Перед уходом вынес и засунул сумку в один из мусорных баков, которые не вытряхивались месяцами — Мэрия давно была занята всеобщим ожиданием Второго Армейского Бунта, в котором господину Ли Цою предопределялась главная роль, и об этом знал уже весь город.
Дверь, которая никогда не бывала закрытой. Крысиным хвостом торчал оборванный провод — звонок не работал. Поверх украшала надпись: "Остановись и подумай!". Слева и справа на нее слетали нелепые ангелы с Гайявскими.
Наверное, сегодня он впервые с надеждой посмотрел на ее лицо. Что оно дарило ему, кроме наигранной беспечности, ведь не только голубоватая рубаха свободного покроя чуть ли не до самых пят над выгоревшими джинсами и загорелые руки, слишком тонкие для широких рукавов, но и утрированно небрежные волосы, с тем изыском, которого добиваются перед зеркалом в парикмахерской, — что волнующего останется в тебе до следующей встречи? Он давно хотел, чтоб что-то оставалось, сам шел к этому, он хотел проверить себя в том, во что нельзя верить; зная, на что способен, ты сам выбираешь путь — даже в любви, чтобы потом не кивать на неожиданность и не корить себя, ты думаешь, что ты неповторим в своих чувствах, ты ошибаешься, ты просто ошибаешься.
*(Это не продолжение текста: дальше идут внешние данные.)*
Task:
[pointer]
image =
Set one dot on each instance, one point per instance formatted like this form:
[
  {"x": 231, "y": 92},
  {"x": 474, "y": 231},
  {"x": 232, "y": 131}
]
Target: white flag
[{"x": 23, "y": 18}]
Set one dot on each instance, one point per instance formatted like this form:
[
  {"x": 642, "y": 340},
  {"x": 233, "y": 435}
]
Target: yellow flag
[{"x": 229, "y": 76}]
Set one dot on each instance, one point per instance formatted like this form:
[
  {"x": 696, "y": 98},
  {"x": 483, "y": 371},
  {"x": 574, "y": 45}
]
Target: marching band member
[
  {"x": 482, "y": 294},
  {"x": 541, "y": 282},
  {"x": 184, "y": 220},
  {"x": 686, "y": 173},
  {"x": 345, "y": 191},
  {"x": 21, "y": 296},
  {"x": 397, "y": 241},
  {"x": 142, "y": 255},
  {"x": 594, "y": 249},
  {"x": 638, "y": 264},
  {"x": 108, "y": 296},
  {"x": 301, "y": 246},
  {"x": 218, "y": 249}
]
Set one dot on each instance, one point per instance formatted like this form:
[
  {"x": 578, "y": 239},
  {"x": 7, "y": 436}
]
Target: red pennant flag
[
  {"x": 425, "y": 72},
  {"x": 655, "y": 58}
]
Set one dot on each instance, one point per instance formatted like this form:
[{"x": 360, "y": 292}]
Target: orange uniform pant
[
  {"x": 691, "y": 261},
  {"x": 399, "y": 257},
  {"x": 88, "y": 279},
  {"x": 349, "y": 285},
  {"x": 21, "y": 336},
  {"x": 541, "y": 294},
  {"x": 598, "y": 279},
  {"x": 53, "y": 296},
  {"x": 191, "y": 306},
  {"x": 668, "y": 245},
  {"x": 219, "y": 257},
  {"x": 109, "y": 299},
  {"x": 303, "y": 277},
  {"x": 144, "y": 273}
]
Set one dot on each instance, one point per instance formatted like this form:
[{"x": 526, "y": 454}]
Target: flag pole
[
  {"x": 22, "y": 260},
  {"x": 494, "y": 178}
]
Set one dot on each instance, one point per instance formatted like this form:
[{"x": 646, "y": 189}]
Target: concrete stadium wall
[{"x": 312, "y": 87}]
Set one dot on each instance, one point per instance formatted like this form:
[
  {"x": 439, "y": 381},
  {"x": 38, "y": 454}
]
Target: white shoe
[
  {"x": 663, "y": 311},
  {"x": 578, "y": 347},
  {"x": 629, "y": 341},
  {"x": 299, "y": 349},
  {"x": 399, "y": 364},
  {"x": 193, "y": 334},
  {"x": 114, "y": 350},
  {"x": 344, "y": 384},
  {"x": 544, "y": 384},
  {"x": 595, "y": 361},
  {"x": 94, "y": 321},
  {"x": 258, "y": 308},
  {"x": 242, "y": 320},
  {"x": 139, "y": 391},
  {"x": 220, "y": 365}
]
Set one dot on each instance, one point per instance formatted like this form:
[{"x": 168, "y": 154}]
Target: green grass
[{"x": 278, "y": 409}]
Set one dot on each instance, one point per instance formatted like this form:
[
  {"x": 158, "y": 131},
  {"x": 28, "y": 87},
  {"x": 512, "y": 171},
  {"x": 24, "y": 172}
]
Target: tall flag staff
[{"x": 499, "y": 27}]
— Прошу, — услышал Иванов знакомо-радостный голос, и они вошли.
Бог был живой и даже пил газированную воду. (Прежде чем сделать первый глоток, обмакнул в стакан палец и брызнул в потолок и стены.)
Рот до ушей контрастом унылому носу — высокий тощий человек в выбеленной хирургической рубахе с болтающимися завязками и в таких же узких ветхих штанах с сатиновыми заплатами, похожий во всем этом на загнутый стручок — Савванарола из Лампсака — старший софистик, поклонник пробабилизма, бывший директор Департамента пупочной крови и дипломированный анестезиолог. Настоящее имя его было Лер, второе — Савва, а к третьему, Савванарола, он еще добавлял Magnus — Великий. Обычно он украшал себя браслетами из кошачьих хвостов.